By this time, Rosenburg threw out the motion to send all amendments to the finance committee.  That motion then “trumped” all of the other motions relating to amendments, but created a new question.  If you have a resolution on the floor, and there is a motion to amend that resolution, and then that amendment to the resolution gets referred to committee, does the original motion also then get held up while the amendment gets polished in committee?  The answer is no; because the original motion had not yet been officially amended, it could still be addressed even though the amendments were now sent to committee.
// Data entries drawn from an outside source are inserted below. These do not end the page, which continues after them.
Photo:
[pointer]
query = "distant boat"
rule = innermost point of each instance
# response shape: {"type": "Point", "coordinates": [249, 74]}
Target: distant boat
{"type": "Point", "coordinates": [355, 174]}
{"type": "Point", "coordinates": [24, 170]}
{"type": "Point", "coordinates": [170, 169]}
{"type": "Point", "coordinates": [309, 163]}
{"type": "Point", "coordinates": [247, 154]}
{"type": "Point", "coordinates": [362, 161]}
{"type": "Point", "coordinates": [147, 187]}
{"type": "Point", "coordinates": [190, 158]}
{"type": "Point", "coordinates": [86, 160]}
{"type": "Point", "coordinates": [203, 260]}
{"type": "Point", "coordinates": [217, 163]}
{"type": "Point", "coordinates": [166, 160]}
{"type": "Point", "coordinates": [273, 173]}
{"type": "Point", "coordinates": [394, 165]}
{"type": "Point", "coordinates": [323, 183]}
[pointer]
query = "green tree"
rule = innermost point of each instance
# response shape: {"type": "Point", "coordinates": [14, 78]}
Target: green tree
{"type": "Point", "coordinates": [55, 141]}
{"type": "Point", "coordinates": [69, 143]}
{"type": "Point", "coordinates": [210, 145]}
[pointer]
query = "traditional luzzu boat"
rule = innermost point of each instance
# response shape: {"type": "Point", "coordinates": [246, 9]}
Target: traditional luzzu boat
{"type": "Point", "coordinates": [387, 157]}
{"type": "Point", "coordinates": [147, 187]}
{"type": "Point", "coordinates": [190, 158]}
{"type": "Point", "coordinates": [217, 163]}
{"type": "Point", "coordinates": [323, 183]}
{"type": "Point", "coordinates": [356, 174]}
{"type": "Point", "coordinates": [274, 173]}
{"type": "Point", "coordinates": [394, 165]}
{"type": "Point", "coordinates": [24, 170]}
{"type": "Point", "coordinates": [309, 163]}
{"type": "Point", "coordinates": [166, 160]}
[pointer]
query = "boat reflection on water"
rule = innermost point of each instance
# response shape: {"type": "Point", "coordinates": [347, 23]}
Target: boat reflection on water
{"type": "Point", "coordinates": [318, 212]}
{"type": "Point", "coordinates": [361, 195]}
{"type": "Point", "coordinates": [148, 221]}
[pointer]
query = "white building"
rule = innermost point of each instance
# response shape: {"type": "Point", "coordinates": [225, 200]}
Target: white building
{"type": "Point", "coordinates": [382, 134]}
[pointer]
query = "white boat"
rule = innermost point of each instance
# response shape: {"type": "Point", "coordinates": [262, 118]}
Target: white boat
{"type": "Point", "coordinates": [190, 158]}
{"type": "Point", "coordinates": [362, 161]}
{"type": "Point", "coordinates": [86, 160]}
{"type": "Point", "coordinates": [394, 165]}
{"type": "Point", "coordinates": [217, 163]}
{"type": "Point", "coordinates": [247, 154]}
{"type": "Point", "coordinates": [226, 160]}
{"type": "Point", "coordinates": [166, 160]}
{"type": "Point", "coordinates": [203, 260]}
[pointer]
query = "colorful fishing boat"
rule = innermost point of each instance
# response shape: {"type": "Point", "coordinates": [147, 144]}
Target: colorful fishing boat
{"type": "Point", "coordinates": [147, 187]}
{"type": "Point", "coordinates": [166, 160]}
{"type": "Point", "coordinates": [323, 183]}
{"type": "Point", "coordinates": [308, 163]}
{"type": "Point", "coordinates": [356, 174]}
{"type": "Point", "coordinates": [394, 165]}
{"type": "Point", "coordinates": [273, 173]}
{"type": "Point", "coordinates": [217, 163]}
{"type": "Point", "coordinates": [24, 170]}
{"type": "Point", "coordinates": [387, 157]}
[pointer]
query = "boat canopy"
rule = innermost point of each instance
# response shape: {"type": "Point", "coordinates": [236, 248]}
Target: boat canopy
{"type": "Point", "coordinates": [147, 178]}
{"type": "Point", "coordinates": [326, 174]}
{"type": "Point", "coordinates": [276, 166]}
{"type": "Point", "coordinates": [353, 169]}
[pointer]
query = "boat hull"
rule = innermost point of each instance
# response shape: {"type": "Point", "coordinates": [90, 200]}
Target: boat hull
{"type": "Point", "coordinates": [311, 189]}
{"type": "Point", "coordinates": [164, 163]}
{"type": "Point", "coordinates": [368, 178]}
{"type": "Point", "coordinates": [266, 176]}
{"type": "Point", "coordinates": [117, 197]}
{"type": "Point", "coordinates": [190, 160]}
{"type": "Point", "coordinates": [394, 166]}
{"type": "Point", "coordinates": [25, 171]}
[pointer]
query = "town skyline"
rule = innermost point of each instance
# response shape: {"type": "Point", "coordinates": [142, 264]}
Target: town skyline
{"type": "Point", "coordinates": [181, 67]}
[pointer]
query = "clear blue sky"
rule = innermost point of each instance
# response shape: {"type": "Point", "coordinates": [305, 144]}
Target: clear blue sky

There was also discussion of just adding a line to the resolution clarifying that this is for the plan only and does not address funding.  Brezenski seemed dead set against that and pointed out at least three times that the resolution only covers the plan and says nothing about funding.  He claimed adding that last statement is redundant.  Okay, fine, I agree.  It would have been redundant.  But, if being a little redundant helps some people sleep better at night, is a little redundancy a bad thing?  If the last statement is unneeded and won’t change anything, then why such opposition to it?  That part of the meeting greatly puzzled me.

Once the vote on the 400 block was done, there was a “recess” of a few minutes while over half of those stuffing the council chambers who only attended for Reason #1 left.  Once the meeting started back up, the Mayor then, out of respect for the 30 or so people there for the 25th Street apartment issue, moved it up on the agenda. After much discussion on everything from Wausau’s comprehensive plan to apartment vacancy rates to legislative procedure, the approval came to a 6-6 vote, and was approved when the Mayor broke the tie. I am actually somewhat surprised that I wasn’t called to the podium to answer questions because shortly after the meeting, two members of city staff as well as three different council members had questions of me concerning this issue.

NOTE – CITIZEN WAUSAU NEWS EXCLUSIVE!!!

Something that just occurred to me and I hope someone reviews the minutes and/or tape of the meeting.  This item had two agenda items.  There was the proposal to amend the general development plan to allow for the apartments, which is what was approved with the Mayor’s tie-breaking vote.  However, there was also the following item on the agenda where if the general development plan change was approved, the Council must now also approve the “Precise Implementation Plan” for this development in order for it to proceed.  In all the excitement of that tie vote, I don’t honestly remember that the Precise Plan was ever voted on or approved?

Other interesting parts of the council meeting included the decision by the City to walk away from Veolia after this year ends and go with a different, smaller, more “local” garbage hauler. The biggest concerns that a couple of council members had was that the new hauler (Northern Waste) wouldn’t be able to “ramp up” in time.  I assume people somehow associated with Veolia were in the audience because as the question was asked by Gale if they (Northern Waste) would be able to get the trucks they need by January 1st because there is often a lead time, I heard at least three people voice behind me that it can’t be done.  I was actually surprised to learn that to service Wausau, only 6 garbage trucks are needed.  For personal reasons, I was VERY pleased with the Council’s decision.

Also on the agenda was a new ordinance to limit rummage/garage sales within city limits.  Such sales would be restricted to no more than 4 days in row, no more than 4 times each year, and at least a month between sales.  When this first came up, there was significant public outcry so a public hearing was held to get input.  At that hearing, literally no one showed up to testify, for or against.  During the council meeting there was a proposed amendment to change part of it, and a different council member had stated they were thinking about amending it but in a different way.  Because the urgency of this ordinance is really not a huge deal, Hadley asked that it just be sent back to committee so they would work out the concerns.

So… I went to the council meeting for the primary purpose of to be entertained, and I was. By the way, yes.  My three items on the agenda were passed with a unanimous vote with no discussion.